BetaShares looks set to list Australia’s first ETF providing targeted exposure to cloud computing stocks.
Scheduled to debut on 24 February, the BetaShares Cloud Computing ETF (CLDD AU) will trade on the Australian Securities Exchange and come with an expense ratio of 0.67%.
Cloud technology refers to shared pools of configurable computer system resources and higher-level services that can be rapidly provisioned with minimal management effort, often over the internet.
Through the delivery of computing services via the internet – from servers, storage, databases, networking, and software – cloud computing has helped fuel technological expansion by enhancing global accessibility and unveiling new ways to grow businesses.
The cloud industry has been one of the strongest-growing segments of the global technology sector in recent years, a trend that has accelerated during the Covid-19 pandemic.
According to global research firm Gartner, end-user spending on public cloud services worldwide is forecast to grow 18.4% this year to reach $304.9 billion, while cloud computing is projected to make up 14.2% of the total global enterprise IT spending market in 2024, up from 9.1% in 2020.
While recent growth has been impressive, the majority of the world’s digital data and software applications remain outside the cloud, further highlighting the potential for continued strong growth in the industry.
Methodology
The ETF obtains its exposure to the cloud computing theme by tracking the Indxx Global Cloud Computing Index.

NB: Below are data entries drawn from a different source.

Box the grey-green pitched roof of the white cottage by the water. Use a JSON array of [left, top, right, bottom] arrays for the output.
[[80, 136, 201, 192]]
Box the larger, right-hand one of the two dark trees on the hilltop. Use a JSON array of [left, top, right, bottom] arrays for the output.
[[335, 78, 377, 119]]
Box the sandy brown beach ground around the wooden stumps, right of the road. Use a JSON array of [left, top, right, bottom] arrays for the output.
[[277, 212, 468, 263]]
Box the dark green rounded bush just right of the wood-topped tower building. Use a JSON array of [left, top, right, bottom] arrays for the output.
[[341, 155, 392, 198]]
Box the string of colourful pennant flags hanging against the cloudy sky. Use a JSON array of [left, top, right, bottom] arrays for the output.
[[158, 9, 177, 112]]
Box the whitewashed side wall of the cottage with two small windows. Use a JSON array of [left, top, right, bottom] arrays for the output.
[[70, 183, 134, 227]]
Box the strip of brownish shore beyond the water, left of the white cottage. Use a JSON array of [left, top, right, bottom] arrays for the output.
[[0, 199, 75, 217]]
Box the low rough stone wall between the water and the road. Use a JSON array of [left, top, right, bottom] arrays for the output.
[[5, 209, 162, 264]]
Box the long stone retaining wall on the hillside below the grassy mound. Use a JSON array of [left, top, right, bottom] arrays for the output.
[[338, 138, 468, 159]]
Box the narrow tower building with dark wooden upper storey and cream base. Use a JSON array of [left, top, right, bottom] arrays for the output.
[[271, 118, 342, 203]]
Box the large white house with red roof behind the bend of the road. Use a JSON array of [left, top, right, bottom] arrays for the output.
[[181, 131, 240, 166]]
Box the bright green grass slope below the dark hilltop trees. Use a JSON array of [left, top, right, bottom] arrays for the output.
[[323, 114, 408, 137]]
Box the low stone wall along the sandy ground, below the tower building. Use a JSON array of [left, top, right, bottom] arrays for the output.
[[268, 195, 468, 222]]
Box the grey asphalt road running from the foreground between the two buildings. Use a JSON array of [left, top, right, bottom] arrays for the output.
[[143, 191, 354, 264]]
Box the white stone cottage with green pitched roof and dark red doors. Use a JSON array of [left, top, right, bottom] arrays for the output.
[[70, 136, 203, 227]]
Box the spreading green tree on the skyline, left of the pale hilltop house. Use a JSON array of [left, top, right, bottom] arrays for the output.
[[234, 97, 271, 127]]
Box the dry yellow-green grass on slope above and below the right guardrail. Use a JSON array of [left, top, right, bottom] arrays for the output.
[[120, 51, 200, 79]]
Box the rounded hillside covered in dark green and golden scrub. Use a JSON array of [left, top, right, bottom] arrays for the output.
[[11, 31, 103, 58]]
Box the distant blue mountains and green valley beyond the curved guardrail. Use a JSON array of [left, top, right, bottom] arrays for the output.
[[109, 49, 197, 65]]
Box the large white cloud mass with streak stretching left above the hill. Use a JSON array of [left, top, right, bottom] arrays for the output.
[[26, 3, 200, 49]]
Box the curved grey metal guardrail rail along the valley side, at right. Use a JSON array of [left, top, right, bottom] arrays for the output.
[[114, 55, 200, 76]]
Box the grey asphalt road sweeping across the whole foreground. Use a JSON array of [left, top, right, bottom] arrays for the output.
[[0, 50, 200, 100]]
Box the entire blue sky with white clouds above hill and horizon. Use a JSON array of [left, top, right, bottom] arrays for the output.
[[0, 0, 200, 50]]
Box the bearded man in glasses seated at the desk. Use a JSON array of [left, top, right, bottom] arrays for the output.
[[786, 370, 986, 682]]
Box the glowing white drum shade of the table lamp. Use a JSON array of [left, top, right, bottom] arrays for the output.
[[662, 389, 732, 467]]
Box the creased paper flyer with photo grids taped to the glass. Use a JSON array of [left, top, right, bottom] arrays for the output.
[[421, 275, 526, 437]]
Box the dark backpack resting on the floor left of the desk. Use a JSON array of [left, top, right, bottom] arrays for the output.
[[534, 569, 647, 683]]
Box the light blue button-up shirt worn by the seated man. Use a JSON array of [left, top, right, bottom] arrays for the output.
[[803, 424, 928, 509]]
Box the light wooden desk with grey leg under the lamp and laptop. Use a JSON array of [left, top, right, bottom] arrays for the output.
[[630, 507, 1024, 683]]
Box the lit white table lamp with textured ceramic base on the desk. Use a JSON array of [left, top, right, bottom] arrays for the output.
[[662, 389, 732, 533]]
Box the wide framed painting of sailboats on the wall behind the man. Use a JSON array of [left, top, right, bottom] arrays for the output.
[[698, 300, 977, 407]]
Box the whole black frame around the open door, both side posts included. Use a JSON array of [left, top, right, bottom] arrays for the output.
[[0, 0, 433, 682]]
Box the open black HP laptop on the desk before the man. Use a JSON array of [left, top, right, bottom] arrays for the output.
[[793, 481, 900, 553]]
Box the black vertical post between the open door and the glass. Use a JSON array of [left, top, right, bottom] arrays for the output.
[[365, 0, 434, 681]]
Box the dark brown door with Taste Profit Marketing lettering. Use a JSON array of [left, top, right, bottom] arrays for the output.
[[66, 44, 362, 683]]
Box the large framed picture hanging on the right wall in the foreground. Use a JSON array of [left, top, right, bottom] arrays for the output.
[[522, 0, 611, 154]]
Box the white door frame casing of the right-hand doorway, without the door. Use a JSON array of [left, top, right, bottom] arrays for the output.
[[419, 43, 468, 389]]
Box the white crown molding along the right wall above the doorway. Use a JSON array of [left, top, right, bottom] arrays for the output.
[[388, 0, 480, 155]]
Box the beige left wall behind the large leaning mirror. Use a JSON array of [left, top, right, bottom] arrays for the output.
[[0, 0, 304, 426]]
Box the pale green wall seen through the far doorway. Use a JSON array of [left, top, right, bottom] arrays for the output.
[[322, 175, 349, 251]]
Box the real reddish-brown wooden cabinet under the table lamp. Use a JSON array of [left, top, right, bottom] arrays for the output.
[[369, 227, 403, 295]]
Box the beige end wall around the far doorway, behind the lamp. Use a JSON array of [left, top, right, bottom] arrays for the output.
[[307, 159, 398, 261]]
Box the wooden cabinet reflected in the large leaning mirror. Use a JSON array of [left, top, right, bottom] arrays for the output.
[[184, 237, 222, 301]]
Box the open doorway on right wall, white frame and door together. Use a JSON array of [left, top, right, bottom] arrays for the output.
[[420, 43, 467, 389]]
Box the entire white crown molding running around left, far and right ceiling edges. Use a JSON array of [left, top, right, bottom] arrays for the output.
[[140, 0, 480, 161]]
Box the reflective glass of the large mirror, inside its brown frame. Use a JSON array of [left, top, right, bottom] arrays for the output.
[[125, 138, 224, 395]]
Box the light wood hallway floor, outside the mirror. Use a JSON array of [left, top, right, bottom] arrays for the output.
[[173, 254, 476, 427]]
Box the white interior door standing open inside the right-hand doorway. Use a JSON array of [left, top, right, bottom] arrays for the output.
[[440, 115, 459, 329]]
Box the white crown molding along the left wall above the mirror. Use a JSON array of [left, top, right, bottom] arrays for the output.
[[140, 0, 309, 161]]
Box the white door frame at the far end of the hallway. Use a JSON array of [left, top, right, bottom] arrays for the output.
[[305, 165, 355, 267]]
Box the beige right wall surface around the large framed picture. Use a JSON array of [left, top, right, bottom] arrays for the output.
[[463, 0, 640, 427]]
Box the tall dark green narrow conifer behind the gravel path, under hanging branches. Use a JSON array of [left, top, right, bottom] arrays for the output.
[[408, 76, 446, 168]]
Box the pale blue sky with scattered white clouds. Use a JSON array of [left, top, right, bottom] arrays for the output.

The index includes constituents from both developed and emerging markets, excluding India, that have market capitalizations above $200 million and average daily trading volume greater than $2m.
A firm is deemed to be linked to the cloud computing theme if its business operations involve the provision of software, platform, or infrastructure services related to cloud computing, or if the company designs and manufactures hardware used in cloud activities. The methodology also covers real estate investment trusts (REITs) involved in owning and managing data centers related to cloud computing.
The index first identifies companies that derive at least 50% of their revenue from the above activities. These pure-play firms are defined as “Cloud Computing Companies”. The 30 firms with the highest revenue percentage attributable to these business operations are selected while limiting the number of REITs to five.
The methodology also selects up to ten firms that earn over $500m in revenue specifically from the provision of public cloud infrastructure. The index defines these firms as “Public Cloud Companies” which generally consists of larger tech companies that are active in the cloud computing space.
“Cloud Computing Companies” are weighted by market cap subject to an individual cap of 4.0%. Additionally, the aggregate weight for REITs is capped at 10%. “Public Cloud Companies” are also weighted by market cap but are subject to an individual cap of 2% and an aggregate cap of 10%.
As of the end of January, the index, which is reconstituted and rebalanced on a semi-annual basis, contained 36 constituents and was largely tilted towards stocks from the US which accounted for 84.7% of the total weight. The information technology sector made up three-quarters (75.9%) of the index weight followed by communication services (11.8%).